My mind and heart sitting with Him- on the mountain tops, lying in lush green pastures, with the breath of His Spirit breathing on my pale, drawn face, like the beauty of mist resting on craggy creeks. God's Spirit renews me, it energizes me! I'm feeling weak yet stronger than I've ever felt because I've been in the presence of my Healer, my Saviour, my Advocate, my Counselor, the lover of my soul! I rest in Him! I might feel death in my body but my spirit is coming alive every day in small yet beautiful ways.
So yeah! this is me and my chronically ill life but I am still standing, still trusting God for a miracle! I believe!
And then, coming back to the thought of lessons I've learnt because what's the purpose of going through something without learning stuff, right!

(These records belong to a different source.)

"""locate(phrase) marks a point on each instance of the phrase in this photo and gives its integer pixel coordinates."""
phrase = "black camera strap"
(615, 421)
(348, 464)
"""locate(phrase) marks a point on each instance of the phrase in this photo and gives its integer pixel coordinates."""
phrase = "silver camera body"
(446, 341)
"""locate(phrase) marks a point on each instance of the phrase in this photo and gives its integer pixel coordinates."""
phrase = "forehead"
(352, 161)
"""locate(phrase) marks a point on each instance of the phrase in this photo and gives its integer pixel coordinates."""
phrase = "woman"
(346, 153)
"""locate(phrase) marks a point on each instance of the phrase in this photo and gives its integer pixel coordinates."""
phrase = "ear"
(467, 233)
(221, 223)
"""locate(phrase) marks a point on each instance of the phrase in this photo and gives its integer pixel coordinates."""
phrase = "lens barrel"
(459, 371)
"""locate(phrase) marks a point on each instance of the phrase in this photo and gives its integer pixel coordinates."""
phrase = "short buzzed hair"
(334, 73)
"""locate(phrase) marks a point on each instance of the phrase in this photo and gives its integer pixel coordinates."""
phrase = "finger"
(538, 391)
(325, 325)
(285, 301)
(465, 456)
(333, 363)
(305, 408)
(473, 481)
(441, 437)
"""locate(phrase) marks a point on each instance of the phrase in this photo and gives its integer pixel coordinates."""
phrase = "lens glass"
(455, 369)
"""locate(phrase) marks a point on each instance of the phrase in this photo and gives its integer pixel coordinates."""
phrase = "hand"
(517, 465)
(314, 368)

This life challenge may not be the same as yours but I hope you learn something from my experience.
My lessons I've learnt:
•I've learnt that pain is part of the process toward spiritual progress. If you want to grow you have to embrace suffering. It's not God's desire for us to suffer but we live in a fallen world and so He uses moments like these to help us grow and mature spiritually. He never intended for us to suffer this way but He will make good on it!
•I've learnt through this long and ardeous journey who are the people I can trust and count on and who I need to let go of.

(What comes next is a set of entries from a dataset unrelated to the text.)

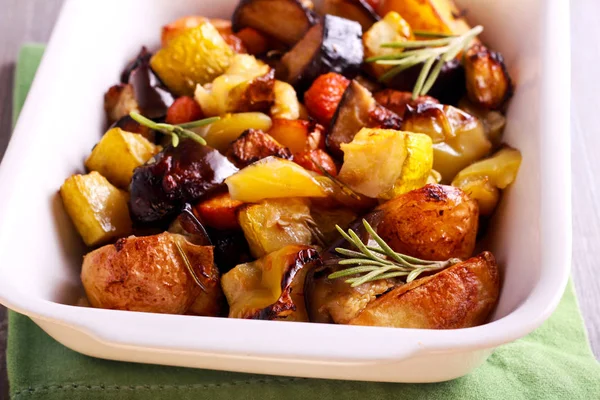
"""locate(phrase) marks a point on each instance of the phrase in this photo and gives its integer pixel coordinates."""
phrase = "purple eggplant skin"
(336, 46)
(449, 87)
(175, 176)
(152, 96)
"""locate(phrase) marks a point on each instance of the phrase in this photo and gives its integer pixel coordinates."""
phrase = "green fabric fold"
(554, 362)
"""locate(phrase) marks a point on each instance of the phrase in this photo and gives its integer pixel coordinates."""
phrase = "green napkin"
(554, 362)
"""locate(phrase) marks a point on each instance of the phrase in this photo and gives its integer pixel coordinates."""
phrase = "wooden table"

•I've learnt that God is good and He loves me inspite of my faults and failings.
•I've learnt that I am enough just because of who I am. When you're incapable you have to know that you're enough just because of who you are and not what you're doing.
•I've learnt that God is in control of everything. Hahaha! Go figure...
•I've learnt that timing is everything with God. He's time definitely does not equate to human timing. The most important principle you will learn in the "God-life" is, WAITING! Nothing extravagant just simple, old-fashioned waiting. Trust me, I'm not the first and neither will you be and it's all okay because it's part of the learning process. To put this idea into perspective... think of a farmer who plants seeds to harvest a crop... If he wants to yield an abundant, fruitful harvest most of his time is spent waiting. After all preparations and necessary requirements, he waits in faith with patience. I think we might just learn a thing or two.
•I've learnt that it's okay to be vulnerable and have deep moments of despair but still get up, show up and take the next step, even if it's a tiny one towards progress and healing.
•I've learnt that it's okay to cry when you're hurting.
•I've also learnt that most times you are going to have to be your own cheerleader because not everyone will understand.
•I've learnt the joy of celebrating a life with godly and good boundaries. A delightful silver lining I discovered on this journey which I am thankfully learning to use well.
•I've learnt to let go of offense (because people are definitely going to hurt you even if it's unintentional) and trust God to make good on His promises- He never fails.
•I've learnt a greater compassion and empathy for chronically ill sufferers. Most people think you are not sick because you don't look sick but I'm learning to apply the well known sayings- Don't judge a book by it's cover and be kind to everyone you meet you don't know the battle they are facing!
There's so much more I could share from this experience but a blog is too short to capture the journey... which by-the-way, I am still on... a book would be ideal. Mmm! Maybe one day, I don't know! What do you think???
So as I look back on two years which seemed like an eternity I only have one regret... I wish I had paid more attention to what God was and is still doing in this process and not have fought so hard against it but then again, no one is perfect hey!
If you have faced, or are presently facing any chronic illness please know that my heart is for you and I am willing to pray for you.